Une enfance à Zinder, Niger
Hommage à mon père
Inoussa Yunus OCQUET
Mon père,
cet an-saignant
De villages en villages au fin fond de la brousse nigérienne, tu as parcouru l’alphabet des pères blancs aux lointains ancêtres, donnant à nos petites têtes fêlées, un peu de lumière, pour éclairer nos pas en avant, incertains. Soignant de-ci de-là, quelques bobos avec ta trousse pharmaceutique et tes règles d’hygiène élaborées. Martial et tout aussi aimant, tu éduquais par l’exemple et la droiture toute tracée au fronton de l’école, lumineuse. Que la classe soit en banco ou en paillote, tu as toujours dessiné des oiseaux et des fleurs pour faire rêver l’enfance.
Père dépositaire de la mystique ancestrale, je me souviens de tes scarifications noircies au charbon pour conjurer le mauvais œil invisible. Je me souviens de tes colères pour écart de langage, jeux dangereux, maraude dans les poulaillers des voisins par bandes de petits camarades insensés. Juge tu as souvent été, défendant toujours l’autre au détriment de tes proches même si raison était avec. Calligraphe à l’écriture cursive, tes mains étaient aussi habiles que celles du travailleur manuel, touchant du bois du cuir ou de l’argile céleste pétrie d’amour et de sollicitude.
Respecte, le pays qui t’accueille et ne trahit jamais la confiance de ceux qui te tendent la main, m’as-tu dit trois jours avant la fin.
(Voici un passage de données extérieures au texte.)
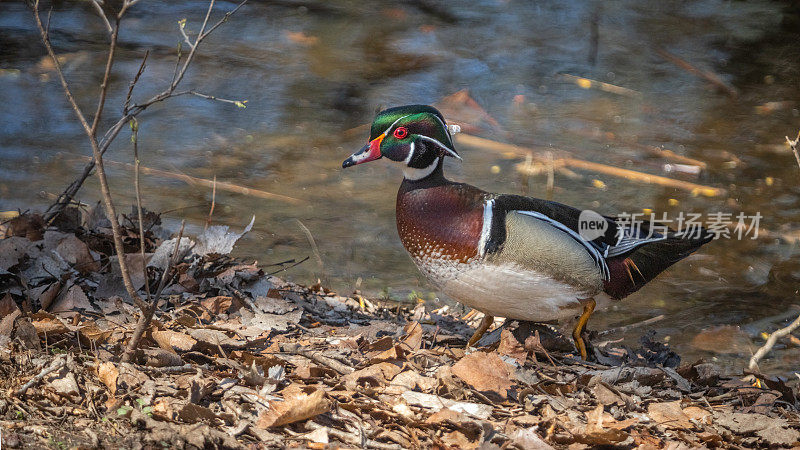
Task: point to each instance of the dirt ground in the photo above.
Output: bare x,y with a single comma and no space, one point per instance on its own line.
238,358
Aujourd’hui encore, je me souviens de tes élans de joie lorsque racontant des anecdotes pimentées, tu riais devant ta grande famille recomposée. Nous sommes à présent des parents aussi, cheminant sur le long fleuve de la vie, à nos risques et périls.
Que ta lumière et celle des patriarches de la forêt nous guide sur les chemins sinueux du destin écrit sur la pierre du temps qui passe.